In the case of Derrida, the German philosopher’s theories were used in an attempt to deconstruct the very idea of authority, initially in the areas of literature and philosophy. According to Derrida, the author of a work is not the sovereign arbiter of the meaning of his written text. Rather, said work becomes open to a multiplicity of interpretations based upon the unique viewpoints of each individual reader. Thus there can be no canonical evaluation of a work but simply various perspectives, all of equal validity. The author and the reader are therefore subsumed into an infinite number of textual relations in which no absolute standpoint exists. This point of view essentially eliminates the standard concept of subject and object, tending to view both of these concepts as artificial constructs that must be “decentralized” through the infinite possibilities of becoming/play.

The cultural impact of Derrida and Foucault on contemporary Western thought has been immense. It could be argued that part of this appeal lies in the peculiar form in which both men have incorporated Nietzsche’s views into their respective philosophical systems, since the former provided a potent form of criticism ideally suited to “smashing the idols” of the modern West. Indeed, many other postmodernist authors, such as Gilles Deleuze and Gianni Vattimo, have fallen under Nietzsche’s spell and dedicated some of their most important works to this supremely enigmatic figure.

It is certainly possible to find traces of the postmodernist version of Nietzsche in such current manifestations of radical thought as intersectionality, with its interlocking “genealogy” of power relationships based on race and class. Words are frequently emptied of their conventional meanings as part of the contemporary “transvaluation of values.” Objections to this verbal metamorphosis are frequently attacked from a moral rather than a factual basis. Academic disciplines and fields of cultural endeavor are frequently emptied of their historical content and instead replaced by shameless political propaganda. Thus, the plays of Shakespeare are taught as products of a racialist system of power dynamics while the Monticello home of Thomas Jefferson is transmogrified into a grotesque agitprop caricature of America’s third president.
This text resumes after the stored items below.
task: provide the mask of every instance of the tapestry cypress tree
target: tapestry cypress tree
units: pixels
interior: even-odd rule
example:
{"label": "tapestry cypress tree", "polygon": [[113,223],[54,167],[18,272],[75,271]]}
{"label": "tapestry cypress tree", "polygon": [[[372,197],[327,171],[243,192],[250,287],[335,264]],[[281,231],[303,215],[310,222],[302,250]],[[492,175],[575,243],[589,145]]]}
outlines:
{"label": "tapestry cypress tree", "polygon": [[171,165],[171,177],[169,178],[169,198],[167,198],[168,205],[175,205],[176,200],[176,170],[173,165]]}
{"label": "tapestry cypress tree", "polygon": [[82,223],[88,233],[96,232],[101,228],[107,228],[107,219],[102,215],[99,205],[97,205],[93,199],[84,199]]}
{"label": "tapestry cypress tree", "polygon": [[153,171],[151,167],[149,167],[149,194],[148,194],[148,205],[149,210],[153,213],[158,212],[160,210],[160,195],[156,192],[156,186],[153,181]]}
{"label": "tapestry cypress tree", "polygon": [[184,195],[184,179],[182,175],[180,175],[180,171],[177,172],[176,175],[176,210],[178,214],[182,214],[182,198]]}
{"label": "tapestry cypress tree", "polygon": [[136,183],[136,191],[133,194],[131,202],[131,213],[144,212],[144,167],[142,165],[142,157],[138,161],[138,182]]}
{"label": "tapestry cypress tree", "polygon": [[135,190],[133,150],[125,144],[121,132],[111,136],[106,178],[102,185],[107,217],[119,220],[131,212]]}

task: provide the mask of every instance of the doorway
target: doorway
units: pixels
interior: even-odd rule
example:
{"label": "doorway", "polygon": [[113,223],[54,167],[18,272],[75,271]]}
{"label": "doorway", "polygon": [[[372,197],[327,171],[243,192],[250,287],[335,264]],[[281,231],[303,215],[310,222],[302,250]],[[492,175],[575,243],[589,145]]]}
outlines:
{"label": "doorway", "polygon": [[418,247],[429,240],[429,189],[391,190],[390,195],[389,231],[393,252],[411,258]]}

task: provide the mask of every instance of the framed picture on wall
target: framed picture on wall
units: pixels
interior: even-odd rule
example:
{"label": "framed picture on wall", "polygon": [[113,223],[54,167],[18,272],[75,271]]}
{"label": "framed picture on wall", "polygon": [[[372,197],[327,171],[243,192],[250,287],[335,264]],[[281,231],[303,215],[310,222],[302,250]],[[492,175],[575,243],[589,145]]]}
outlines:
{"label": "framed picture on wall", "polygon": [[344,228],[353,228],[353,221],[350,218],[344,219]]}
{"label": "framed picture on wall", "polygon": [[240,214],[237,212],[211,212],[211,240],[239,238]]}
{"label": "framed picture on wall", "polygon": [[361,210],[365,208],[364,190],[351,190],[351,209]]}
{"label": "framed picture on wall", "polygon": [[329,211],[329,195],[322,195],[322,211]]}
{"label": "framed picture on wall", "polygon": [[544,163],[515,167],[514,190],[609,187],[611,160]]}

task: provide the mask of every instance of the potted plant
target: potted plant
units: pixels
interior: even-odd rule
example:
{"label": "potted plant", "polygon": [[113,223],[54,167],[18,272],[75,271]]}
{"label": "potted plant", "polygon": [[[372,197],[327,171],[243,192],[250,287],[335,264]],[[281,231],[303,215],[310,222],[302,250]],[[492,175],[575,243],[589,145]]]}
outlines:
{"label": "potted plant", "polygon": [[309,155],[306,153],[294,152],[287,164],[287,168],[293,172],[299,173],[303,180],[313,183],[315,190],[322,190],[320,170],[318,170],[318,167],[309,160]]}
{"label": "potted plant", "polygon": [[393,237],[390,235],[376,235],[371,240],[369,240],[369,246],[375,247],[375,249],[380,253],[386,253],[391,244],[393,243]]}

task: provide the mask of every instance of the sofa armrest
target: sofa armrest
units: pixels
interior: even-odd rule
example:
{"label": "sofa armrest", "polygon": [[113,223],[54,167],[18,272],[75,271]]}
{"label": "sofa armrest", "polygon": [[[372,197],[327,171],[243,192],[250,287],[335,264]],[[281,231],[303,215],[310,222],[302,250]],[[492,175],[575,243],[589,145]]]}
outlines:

The influence of Friedrich Nietzsche, while far from being the only building block in the edifice of present-day radical thought, certainly occupies an important place therein. While many of the German thinker’s concepts are filtered through the particular philosophic lenses of Foucault and Derrida, the pervasive presence of postmodernist ideas in daily life ensures that Nietzsche’s thought will continue to impact the world for many years to come, even if it is hidden in the shadows.